Zwischen zwei Polizisten verließ ich schließlich den Laden, streng beäugt von allen Kunden und Mitarbeitern und nahm auf dem Rücksitz des Streifenwagens platz. Meine Gedanken drifteten noch immer zwischen den oben genannten Optionen. Wirklich ernstzunehmen vermochte ich die Situation nicht.

Zu meiner Rettung kam es schließlich, als ich dem Getränkemarktbesitzer vorgeführt wurde, und er es mit einem lapidaren „Ne, der war’s nicht“ abtat. Die Beamten kamen sich sichtlich dämlich vor und entschuldigten sich. Ich konnte wieder gehen – Nach Gegenüber, um mein Geld für das Leergut einzusammeln. Nicht auszudenken wie es weiter gegangen wäre, hätte mich der Besitzer des Getränkemarktes positiv  identifiziert…

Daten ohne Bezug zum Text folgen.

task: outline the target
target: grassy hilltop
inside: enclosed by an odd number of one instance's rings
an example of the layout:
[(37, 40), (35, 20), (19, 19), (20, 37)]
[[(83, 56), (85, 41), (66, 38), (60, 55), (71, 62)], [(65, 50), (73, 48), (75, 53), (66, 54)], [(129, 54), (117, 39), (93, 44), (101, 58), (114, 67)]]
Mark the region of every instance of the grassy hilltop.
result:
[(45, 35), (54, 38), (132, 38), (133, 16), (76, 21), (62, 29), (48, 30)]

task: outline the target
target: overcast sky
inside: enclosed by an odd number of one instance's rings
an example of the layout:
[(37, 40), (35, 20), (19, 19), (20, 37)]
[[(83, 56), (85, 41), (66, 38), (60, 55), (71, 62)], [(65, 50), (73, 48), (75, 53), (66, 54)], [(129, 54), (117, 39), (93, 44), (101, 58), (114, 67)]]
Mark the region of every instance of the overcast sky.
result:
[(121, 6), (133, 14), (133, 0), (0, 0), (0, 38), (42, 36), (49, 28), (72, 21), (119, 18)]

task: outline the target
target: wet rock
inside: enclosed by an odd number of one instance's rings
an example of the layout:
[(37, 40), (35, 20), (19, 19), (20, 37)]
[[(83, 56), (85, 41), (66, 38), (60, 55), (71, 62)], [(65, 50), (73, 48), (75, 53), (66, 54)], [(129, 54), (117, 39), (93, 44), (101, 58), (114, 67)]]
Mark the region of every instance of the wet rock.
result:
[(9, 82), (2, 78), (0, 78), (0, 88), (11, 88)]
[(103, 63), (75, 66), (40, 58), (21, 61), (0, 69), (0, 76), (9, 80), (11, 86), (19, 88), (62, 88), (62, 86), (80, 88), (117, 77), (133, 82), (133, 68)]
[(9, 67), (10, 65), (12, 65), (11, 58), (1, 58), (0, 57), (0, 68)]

Wurden mir zum Verhängnis: Arena Wars und Coca-Cola
Wurden mir zum Verhängnis: Arena Wars und Coca-Cola

Während die meisten Leute im Markt versuchten, ihr Getuschel zu verbergen, vermochte es die Dame von der Fleischtheke nicht, mir auszuweichen. Wortlos erhielt ich meinen Pfand zurück und bedachte sie eines bööööösen Blickes. Noch heute sehe ich sie regelmäßig, denn die Fleischtheke wurde mittlerweile aus dem Laden entfernt und sie an die Kasse verdonnert. Sie versucht meist, mich zu ignorieren. Selbst auf sarkastische Anspielungen reagiert sie nicht. Schade eigentlich ;).

Den Polizisten hingegen kann ich keinen Vorwurf machen. Sie waren durchweg freundlich und haben ihren Job gemacht.